Bulan tidak hanya hadir ketika berada tinggi di langit malam, tetapi juga diam-diam meninggalkan jejak keberadaannya di jalanan kota dalam perjalanan pulang dan di ambang jendela yang sunyi. Bayangan lembut yang tercipta oleh cahaya bulan, pantulan yang terurai di permukaan air, dan sinar yang membias di balik awan mengajak kita memandang kembali lanskap sehari-hari seolah berasal dari waktu yang sedikit berbeda.
Kali ini, kami mengadakan tantangan tagar dengan 〈#moon〉!
Bagikan Karya Anda dengan #moon
Jangan hanya mengarahkan perhatian pada karya yang menampilkan bulan dalam ukuran besar.
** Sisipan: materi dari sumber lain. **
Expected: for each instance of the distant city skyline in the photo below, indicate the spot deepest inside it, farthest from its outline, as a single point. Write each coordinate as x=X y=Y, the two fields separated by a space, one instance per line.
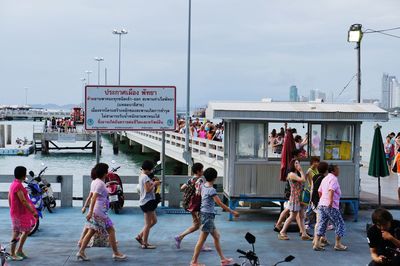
x=390 y=97
x=241 y=50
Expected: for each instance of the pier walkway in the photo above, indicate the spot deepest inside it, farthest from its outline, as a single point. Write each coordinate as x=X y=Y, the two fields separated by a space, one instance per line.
x=55 y=243
x=208 y=152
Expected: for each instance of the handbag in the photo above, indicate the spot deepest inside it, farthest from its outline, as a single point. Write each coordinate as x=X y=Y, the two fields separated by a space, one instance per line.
x=195 y=203
x=305 y=197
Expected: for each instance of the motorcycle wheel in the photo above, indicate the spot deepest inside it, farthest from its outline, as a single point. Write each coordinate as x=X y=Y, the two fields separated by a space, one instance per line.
x=34 y=228
x=46 y=204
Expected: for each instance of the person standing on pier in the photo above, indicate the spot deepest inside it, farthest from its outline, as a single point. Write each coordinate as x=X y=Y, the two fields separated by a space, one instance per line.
x=23 y=214
x=194 y=206
x=209 y=197
x=148 y=204
x=97 y=217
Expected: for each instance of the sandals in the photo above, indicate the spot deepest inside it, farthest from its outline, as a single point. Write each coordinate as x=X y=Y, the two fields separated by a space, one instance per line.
x=148 y=246
x=306 y=238
x=139 y=240
x=227 y=261
x=342 y=248
x=283 y=237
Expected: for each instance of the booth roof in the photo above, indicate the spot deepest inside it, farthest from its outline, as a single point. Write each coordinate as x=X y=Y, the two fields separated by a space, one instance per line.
x=295 y=111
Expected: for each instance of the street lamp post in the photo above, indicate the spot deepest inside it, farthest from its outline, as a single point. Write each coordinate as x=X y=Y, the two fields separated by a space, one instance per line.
x=355 y=35
x=83 y=92
x=98 y=59
x=187 y=154
x=119 y=33
x=26 y=95
x=88 y=72
x=98 y=137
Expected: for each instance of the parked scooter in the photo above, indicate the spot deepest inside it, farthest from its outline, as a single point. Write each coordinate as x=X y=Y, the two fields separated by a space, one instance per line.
x=4 y=255
x=49 y=201
x=250 y=256
x=115 y=190
x=35 y=195
x=156 y=170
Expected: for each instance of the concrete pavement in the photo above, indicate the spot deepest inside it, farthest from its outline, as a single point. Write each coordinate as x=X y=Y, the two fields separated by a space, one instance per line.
x=55 y=243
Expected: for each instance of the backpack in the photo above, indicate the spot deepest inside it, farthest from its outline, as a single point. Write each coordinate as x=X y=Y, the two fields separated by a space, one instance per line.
x=189 y=192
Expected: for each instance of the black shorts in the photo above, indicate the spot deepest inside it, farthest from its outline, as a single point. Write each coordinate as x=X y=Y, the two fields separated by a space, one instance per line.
x=150 y=206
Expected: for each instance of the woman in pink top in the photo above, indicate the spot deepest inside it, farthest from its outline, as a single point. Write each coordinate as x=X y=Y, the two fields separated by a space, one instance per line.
x=328 y=209
x=23 y=213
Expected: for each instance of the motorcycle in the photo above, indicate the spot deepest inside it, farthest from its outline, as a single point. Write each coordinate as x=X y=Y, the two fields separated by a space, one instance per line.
x=49 y=201
x=250 y=256
x=156 y=170
x=35 y=195
x=4 y=255
x=115 y=190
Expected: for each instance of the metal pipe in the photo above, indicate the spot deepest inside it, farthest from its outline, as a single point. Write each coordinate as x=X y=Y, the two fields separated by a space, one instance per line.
x=358 y=72
x=187 y=131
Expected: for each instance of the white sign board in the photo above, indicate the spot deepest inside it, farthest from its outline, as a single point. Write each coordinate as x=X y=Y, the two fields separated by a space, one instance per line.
x=130 y=108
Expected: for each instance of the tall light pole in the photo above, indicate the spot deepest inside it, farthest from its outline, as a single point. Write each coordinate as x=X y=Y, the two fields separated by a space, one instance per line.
x=355 y=35
x=119 y=33
x=26 y=95
x=98 y=59
x=88 y=72
x=83 y=92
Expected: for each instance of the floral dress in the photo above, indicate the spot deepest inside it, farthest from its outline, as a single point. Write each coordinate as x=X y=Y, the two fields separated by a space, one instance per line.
x=21 y=218
x=295 y=192
x=100 y=220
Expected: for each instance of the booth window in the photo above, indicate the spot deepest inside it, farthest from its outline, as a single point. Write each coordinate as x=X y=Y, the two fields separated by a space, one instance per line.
x=250 y=141
x=338 y=142
x=276 y=137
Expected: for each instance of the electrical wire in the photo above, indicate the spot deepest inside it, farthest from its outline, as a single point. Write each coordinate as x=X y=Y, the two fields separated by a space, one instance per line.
x=345 y=87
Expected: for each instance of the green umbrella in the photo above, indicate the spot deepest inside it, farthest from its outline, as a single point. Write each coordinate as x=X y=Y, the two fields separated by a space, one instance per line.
x=377 y=163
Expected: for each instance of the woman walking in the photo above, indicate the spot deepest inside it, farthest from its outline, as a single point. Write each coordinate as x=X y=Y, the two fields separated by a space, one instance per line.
x=328 y=209
x=23 y=214
x=97 y=217
x=197 y=180
x=148 y=204
x=296 y=178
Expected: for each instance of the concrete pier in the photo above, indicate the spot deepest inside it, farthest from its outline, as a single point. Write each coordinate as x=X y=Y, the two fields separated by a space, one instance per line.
x=9 y=135
x=2 y=137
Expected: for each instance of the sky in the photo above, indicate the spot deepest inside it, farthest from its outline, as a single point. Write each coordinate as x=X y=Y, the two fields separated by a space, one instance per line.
x=240 y=50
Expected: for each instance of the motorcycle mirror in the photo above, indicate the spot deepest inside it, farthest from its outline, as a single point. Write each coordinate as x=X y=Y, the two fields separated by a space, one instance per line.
x=250 y=238
x=289 y=258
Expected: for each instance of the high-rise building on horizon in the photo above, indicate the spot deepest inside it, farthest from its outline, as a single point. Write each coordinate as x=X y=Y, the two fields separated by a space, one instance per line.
x=317 y=95
x=390 y=92
x=293 y=94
Cobalah pula mengamati kota yang diterangi cahaya bulan, ambang jendela yang masih menyisakan cahaya, permukaan air pada malam hari, profil wajah seseorang, atau sosok yang tengah berjalan. Kehadiran kuat bulan purnama, kontur samar bulan sabit, dan cahaya yang menjangkau kita dari balik awan.
Tak ada batasan genre—baik fotografi lanskap, lanskap malam, fotografi jalanan, potret, maupun karya yang diabadikan dalam perjalanan. Wujudkanlah dalam fotografi “lanskap malam dan keseharian yang terhubung oleh cahaya bulan” yang Anda temukan.

Foto oleh つばさ製作所

Foto oleh uhe

Foto oleh kouki
Fotografi cahaya bulan menyisakan ruang yang bahkan menggugah imajinasi tentang suara-suara malam: langkah kaki menyusuri jalan yang lengang, kendaraan yang melaju di kejauhan, dan angin yang perlahan mengusik permukaan air. Untuk mempertahankan kehadiran tak kasatmata semacam itu, cobalah menangkap bukan hanya tempat pemotretan, tetapi juga waktu yang Anda luangkan untuk berhenti sejenak.
Bahkan pada malam ketika bulan tak terlihat, lanskap 〈#moon〉 tetap dapat ditemukan dengan mengikuti petunjuk berupa cahaya lembut yang tertinggal pada bangunan, awan, atau sosok manusia.